Across the globe there are billions of computing devices that connect to the internet. To communicate, each device needs an address, just like our homes.
Our home address is typically structured along the lines of “number, street, city, postcode, country”. And our entire postal delivery network is based on this system.
Our digital world is similar, and has an address system that allows network traffic to move around the internet. So, an IP (internet protocol) address — which also has its own implicit structure — is fundamentally a numeric address for an endpoint on the internet.
IP addresses serve a similar function to postal addresses. Postal addresses allow our mail to circulate, while IP addresses allow network traffic to move around the internet.
An online content delivery system
Akin to postal addresses, IP addresses are assigned to each recipient in a worldwide infrastructure. The recipient could be a single device such as a laptop, phone, tablet or even your air-conditioner controller — but could also be a network entry point to a large organisation.
Since its inception, IP was designed with simplicity and efficiency in mind. That’s why it has remained effective at handling internet traffic, starting on a network with four nodes in the late 1960s, to billions of devices today.
An IP address is a number in binary format, which means it has 32 digits (or bits) comprising 1s and 0s. The address is typically grouped as four 8-bit numbers, so each number is eight digits that are either a 1 or 0.
But we usually view IP addresses in a decimal format, wherein the value between 00000000-11111111 becomes a number between 0 and 255. So the complete IP address space ranges from 0.0.0.0 through to 255.255.255.255.
IP addresses are centrally managed by the Internet Assigned Numbers Authority, which delegates to one of five regional registries: Africa, America, Asia-Pacific, Latin America and Europe-West/Central Asia.
Not all addresses are available for use by anyone. Many are reserved for specific purposes. For example, three ranges of addresses (10.0.0.0—10.255.255.255, 192.168.0.0—192.168.255.255 and 172.16.0.0—172.31.255.255) are reserved for private networks such as your home.
IPv6: a new frontier
IPv4 (version 4) is the most widely used version of IP in the world right now. Dating back to the 1980s, it has a capacity of more than four billion unique addresses — which was considered enough back then.

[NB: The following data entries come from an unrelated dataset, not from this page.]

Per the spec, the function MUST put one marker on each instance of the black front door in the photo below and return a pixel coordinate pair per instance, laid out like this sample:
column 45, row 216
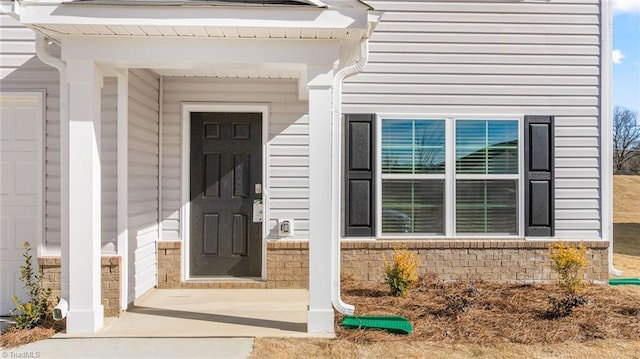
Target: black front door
column 226, row 165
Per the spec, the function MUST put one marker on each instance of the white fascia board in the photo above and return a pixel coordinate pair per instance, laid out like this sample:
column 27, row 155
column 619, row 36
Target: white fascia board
column 152, row 52
column 33, row 13
column 9, row 7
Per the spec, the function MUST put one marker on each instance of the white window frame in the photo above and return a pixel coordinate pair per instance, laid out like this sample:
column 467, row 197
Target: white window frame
column 450, row 175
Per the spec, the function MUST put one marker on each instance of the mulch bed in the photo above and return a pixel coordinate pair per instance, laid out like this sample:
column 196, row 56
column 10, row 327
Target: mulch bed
column 13, row 337
column 489, row 313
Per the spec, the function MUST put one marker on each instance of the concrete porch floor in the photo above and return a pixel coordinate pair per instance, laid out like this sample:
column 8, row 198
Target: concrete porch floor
column 166, row 313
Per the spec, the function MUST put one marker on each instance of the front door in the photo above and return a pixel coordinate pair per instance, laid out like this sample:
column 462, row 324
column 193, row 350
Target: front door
column 226, row 166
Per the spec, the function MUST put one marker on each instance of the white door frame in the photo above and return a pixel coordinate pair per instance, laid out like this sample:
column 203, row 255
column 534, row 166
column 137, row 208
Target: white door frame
column 187, row 108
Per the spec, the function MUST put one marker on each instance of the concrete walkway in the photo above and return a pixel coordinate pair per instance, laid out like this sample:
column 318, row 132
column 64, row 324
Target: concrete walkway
column 184, row 323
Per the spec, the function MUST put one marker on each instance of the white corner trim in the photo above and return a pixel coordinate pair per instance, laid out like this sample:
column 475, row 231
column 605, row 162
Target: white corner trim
column 186, row 109
column 123, row 184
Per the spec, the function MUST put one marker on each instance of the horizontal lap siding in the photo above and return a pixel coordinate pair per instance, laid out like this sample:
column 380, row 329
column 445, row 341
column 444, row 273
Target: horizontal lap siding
column 288, row 144
column 143, row 180
column 21, row 70
column 491, row 58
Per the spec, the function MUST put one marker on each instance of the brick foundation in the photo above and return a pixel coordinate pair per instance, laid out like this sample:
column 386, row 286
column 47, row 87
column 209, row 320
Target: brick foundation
column 110, row 270
column 510, row 261
column 507, row 261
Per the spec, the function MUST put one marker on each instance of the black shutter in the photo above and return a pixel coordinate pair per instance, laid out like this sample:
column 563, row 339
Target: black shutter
column 359, row 173
column 539, row 176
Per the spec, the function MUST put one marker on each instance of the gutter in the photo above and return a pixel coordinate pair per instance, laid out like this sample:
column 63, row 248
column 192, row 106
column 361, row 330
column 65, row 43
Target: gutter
column 338, row 304
column 43, row 53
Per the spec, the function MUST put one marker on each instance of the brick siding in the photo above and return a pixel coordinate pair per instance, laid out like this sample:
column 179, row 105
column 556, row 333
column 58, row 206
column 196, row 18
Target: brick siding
column 110, row 270
column 507, row 261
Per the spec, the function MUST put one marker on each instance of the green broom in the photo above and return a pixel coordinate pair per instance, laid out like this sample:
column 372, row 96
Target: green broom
column 392, row 324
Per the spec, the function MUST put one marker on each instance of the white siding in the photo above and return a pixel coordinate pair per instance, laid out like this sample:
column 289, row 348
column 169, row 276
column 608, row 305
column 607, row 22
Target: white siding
column 491, row 58
column 143, row 181
column 288, row 144
column 108, row 155
column 21, row 70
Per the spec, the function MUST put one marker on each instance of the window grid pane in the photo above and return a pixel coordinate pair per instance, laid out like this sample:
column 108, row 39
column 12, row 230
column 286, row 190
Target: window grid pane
column 486, row 147
column 413, row 206
column 486, row 206
column 413, row 146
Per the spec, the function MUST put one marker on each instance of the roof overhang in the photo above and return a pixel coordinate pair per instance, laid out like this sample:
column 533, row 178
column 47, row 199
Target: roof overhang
column 204, row 38
column 59, row 19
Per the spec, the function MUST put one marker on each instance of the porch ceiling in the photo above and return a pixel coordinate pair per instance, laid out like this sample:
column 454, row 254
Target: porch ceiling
column 273, row 71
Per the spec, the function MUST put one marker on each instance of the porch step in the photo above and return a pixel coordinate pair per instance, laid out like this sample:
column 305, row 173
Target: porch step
column 248, row 284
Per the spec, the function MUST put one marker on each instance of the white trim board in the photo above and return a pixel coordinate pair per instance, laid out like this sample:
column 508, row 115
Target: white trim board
column 186, row 109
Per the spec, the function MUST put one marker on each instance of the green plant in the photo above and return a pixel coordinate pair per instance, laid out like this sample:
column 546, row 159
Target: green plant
column 569, row 262
column 35, row 311
column 401, row 272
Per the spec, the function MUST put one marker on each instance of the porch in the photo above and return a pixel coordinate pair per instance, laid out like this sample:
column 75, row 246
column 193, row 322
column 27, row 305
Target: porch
column 327, row 44
column 198, row 313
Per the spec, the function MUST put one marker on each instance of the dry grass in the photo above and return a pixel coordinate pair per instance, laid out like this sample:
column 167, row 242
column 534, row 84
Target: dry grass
column 504, row 321
column 626, row 199
column 626, row 228
column 267, row 348
column 499, row 314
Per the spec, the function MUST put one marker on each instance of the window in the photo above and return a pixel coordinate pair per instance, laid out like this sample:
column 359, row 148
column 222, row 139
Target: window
column 471, row 166
column 413, row 176
column 486, row 176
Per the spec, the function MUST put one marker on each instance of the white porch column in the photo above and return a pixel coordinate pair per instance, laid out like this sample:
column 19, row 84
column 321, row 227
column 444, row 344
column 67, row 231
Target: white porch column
column 85, row 310
column 320, row 313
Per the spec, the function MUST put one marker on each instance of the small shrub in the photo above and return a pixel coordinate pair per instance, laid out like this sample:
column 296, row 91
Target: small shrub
column 569, row 262
column 36, row 310
column 564, row 305
column 401, row 272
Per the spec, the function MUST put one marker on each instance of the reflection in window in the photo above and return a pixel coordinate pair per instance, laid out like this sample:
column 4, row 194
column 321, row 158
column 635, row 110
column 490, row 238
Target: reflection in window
column 486, row 206
column 411, row 202
column 413, row 206
column 484, row 175
column 413, row 146
column 486, row 147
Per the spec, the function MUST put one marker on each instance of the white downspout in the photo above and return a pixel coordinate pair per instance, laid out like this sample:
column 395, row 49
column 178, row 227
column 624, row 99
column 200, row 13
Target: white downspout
column 338, row 304
column 42, row 51
column 606, row 147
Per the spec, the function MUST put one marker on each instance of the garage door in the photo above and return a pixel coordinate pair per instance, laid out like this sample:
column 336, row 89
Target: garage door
column 21, row 178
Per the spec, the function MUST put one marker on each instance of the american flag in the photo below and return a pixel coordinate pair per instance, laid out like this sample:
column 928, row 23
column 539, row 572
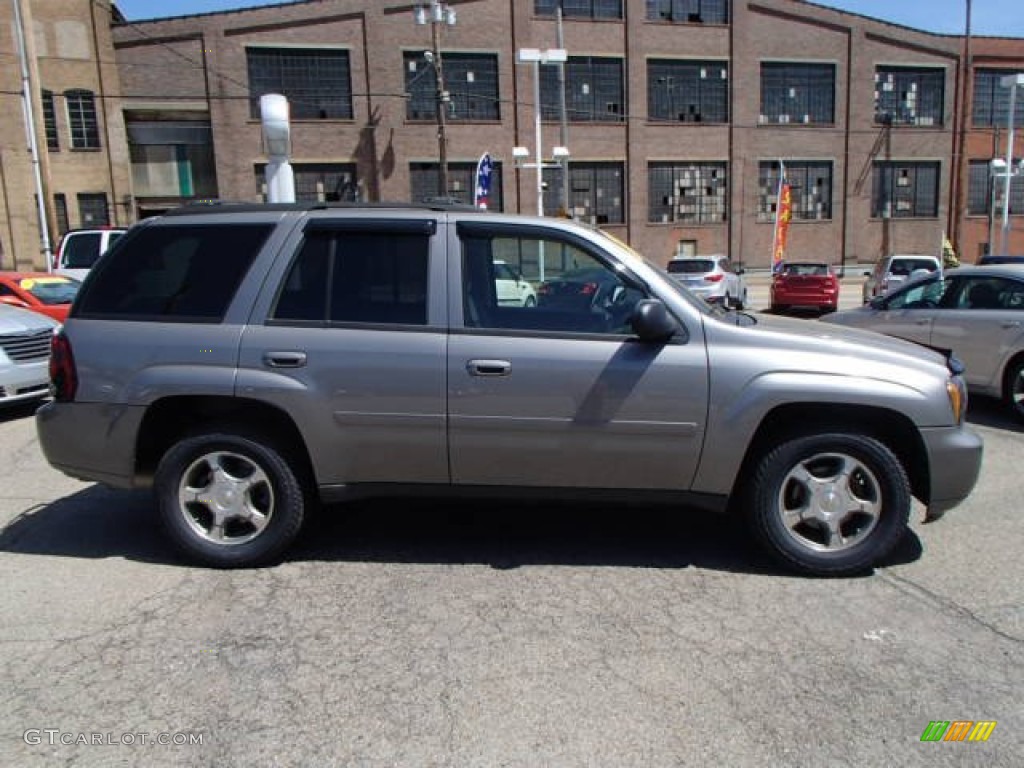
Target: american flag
column 483, row 169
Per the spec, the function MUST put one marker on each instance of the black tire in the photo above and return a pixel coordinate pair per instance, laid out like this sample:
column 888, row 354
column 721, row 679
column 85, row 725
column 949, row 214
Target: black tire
column 816, row 488
column 248, row 480
column 1013, row 392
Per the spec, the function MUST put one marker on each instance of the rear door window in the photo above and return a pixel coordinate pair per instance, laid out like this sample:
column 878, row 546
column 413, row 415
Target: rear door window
column 186, row 273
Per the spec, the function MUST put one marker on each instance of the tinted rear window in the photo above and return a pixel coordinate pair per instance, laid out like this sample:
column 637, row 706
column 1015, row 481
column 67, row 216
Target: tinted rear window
column 693, row 266
column 173, row 272
column 81, row 250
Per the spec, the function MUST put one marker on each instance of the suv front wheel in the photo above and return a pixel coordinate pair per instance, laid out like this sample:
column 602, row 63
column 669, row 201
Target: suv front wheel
column 829, row 504
column 228, row 500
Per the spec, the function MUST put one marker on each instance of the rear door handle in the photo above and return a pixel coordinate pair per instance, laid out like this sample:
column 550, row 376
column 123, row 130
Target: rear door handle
column 285, row 359
column 488, row 368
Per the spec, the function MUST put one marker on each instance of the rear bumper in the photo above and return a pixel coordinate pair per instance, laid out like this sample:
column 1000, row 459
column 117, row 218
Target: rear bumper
column 954, row 457
column 91, row 440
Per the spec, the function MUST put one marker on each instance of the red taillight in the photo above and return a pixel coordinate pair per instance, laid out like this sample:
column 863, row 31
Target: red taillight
column 64, row 377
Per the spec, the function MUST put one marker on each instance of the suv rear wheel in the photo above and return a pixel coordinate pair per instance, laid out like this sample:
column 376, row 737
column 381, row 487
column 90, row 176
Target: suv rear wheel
column 829, row 504
column 228, row 500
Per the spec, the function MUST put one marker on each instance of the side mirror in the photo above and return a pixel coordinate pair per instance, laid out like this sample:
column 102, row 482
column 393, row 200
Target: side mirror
column 651, row 321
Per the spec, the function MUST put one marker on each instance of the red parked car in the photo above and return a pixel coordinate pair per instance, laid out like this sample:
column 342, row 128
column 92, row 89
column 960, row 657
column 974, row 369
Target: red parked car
column 805, row 285
column 47, row 294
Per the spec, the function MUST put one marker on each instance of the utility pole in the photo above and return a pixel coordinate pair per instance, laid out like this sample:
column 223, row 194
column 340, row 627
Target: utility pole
column 437, row 14
column 28, row 98
column 563, row 128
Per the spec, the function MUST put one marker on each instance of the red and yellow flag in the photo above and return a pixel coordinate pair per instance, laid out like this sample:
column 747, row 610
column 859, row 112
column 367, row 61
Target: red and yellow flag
column 783, row 212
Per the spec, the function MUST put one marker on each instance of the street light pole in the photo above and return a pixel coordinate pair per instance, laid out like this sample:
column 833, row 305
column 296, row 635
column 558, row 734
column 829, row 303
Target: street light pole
column 1010, row 81
column 538, row 57
column 436, row 14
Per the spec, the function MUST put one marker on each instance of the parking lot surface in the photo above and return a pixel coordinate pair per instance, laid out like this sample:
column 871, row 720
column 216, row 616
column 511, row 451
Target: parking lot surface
column 414, row 634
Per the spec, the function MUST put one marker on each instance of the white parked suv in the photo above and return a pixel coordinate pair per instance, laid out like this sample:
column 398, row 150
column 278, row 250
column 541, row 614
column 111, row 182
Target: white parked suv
column 714, row 279
column 890, row 271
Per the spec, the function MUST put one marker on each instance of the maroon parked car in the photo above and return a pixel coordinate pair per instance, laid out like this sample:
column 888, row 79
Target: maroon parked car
column 805, row 285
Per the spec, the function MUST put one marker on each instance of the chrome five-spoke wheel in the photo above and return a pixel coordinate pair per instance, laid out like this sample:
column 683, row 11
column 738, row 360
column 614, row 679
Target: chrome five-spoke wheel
column 225, row 498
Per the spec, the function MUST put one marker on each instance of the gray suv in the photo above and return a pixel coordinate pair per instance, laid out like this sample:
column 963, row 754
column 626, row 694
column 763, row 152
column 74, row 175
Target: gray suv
column 251, row 361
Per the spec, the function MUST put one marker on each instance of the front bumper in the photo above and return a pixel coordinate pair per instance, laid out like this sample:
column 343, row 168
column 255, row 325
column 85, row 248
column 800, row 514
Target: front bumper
column 954, row 458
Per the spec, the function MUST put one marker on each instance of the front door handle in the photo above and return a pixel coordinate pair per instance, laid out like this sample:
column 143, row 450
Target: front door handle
column 488, row 368
column 285, row 359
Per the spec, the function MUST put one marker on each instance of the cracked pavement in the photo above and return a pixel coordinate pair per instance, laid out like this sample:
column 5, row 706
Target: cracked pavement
column 412, row 634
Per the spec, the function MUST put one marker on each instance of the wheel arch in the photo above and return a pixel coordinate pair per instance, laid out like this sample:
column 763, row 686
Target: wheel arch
column 893, row 429
column 170, row 419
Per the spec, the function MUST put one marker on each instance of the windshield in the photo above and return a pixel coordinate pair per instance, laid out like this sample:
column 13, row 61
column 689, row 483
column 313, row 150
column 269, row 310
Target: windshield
column 51, row 290
column 691, row 266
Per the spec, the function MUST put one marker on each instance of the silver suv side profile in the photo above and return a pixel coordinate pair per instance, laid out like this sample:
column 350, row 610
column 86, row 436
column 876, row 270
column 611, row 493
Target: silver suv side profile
column 248, row 363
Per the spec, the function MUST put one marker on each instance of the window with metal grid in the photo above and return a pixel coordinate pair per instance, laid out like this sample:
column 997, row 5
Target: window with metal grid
column 991, row 100
column 82, row 120
column 594, row 90
column 60, row 211
column 318, row 182
column 316, row 81
column 982, row 185
column 687, row 193
column 901, row 189
column 810, row 188
column 92, row 209
column 793, row 92
column 50, row 122
column 470, row 79
column 596, row 192
column 462, row 182
column 908, row 95
column 688, row 91
column 580, row 8
column 688, row 11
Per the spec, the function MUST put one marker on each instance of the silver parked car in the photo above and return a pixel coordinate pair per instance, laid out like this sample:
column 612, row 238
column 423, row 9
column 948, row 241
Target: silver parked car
column 247, row 361
column 976, row 311
column 890, row 272
column 25, row 354
column 714, row 279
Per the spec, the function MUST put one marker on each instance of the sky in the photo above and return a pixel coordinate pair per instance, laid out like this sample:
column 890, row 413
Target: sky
column 999, row 17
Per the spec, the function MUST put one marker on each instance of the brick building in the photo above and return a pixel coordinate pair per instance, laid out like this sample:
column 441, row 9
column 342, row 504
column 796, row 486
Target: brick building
column 678, row 115
column 83, row 156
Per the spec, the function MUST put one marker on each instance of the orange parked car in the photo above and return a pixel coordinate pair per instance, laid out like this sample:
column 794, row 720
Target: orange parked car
column 47, row 294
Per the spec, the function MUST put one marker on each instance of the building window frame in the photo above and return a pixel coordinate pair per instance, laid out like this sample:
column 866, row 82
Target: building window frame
column 693, row 193
column 50, row 121
column 470, row 79
column 984, row 190
column 595, row 90
column 83, row 122
column 811, row 183
column 688, row 11
column 798, row 92
column 990, row 100
column 597, row 192
column 317, row 82
column 593, row 9
column 687, row 90
column 93, row 209
column 909, row 95
column 905, row 188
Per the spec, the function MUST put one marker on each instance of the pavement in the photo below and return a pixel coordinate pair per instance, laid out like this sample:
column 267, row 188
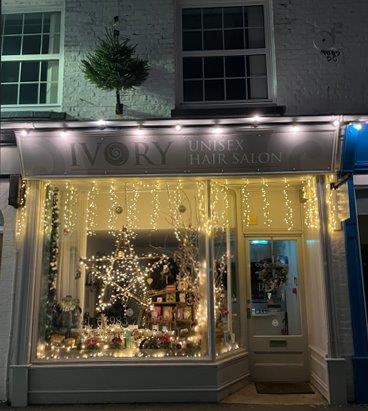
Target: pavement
column 188, row 407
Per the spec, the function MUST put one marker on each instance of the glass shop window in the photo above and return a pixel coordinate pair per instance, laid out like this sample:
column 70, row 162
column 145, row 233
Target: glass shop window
column 124, row 271
column 224, row 54
column 1, row 234
column 30, row 54
column 226, row 289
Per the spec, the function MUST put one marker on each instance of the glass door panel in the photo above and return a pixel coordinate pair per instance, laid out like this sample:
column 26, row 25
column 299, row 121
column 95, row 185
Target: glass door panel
column 274, row 304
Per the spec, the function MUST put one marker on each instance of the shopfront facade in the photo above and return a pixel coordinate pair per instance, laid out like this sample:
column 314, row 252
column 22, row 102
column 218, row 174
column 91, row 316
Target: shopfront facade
column 157, row 262
column 193, row 244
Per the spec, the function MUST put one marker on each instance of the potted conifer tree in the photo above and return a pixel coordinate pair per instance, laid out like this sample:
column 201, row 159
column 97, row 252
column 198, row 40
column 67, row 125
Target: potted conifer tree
column 114, row 66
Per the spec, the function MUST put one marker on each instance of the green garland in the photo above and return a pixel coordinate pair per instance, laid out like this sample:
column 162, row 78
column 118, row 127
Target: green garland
column 51, row 303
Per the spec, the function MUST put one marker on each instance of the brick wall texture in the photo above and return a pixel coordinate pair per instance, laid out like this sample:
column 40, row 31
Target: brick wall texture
column 306, row 82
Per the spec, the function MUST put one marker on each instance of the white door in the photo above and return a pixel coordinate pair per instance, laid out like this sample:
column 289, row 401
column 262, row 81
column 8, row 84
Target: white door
column 275, row 310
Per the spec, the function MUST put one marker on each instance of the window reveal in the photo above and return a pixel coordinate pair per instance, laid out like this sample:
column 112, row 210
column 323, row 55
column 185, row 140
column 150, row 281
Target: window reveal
column 224, row 54
column 30, row 58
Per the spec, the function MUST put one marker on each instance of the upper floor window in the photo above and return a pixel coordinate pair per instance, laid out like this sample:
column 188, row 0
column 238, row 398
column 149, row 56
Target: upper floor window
column 30, row 51
column 225, row 54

But a combination of wasteful use (such as organisations being allocated larger IP address spaces than they need), and the exponential increase of users, is causing this space to run out.
For now, IPv4 is still here. But its demise has long been predicted and it will eventually no longer be fit for purpose. There are technical solutions, however.
The most useful ones are Network Address Translation (more on this later) and a newer version of IP: version 6. Although IPv6 is newer than IPv4, it isn’t really “new”. It was originally proposed some 25 years ago.
The shift to IPv6 brings a range of benefits, even if they are basically transparent as far as consumers are concerned. The most significant change with IPv6 is the increase in the size of IP addresses from 32 bits to 128 bits.
Version 6 also boosts the total number of unique IP addresses on offer, up to some 340,282,366,920,938,463,463,374,607,431,768,211,456. Even with the rapid rise in device usage, this address pool should last us a long time.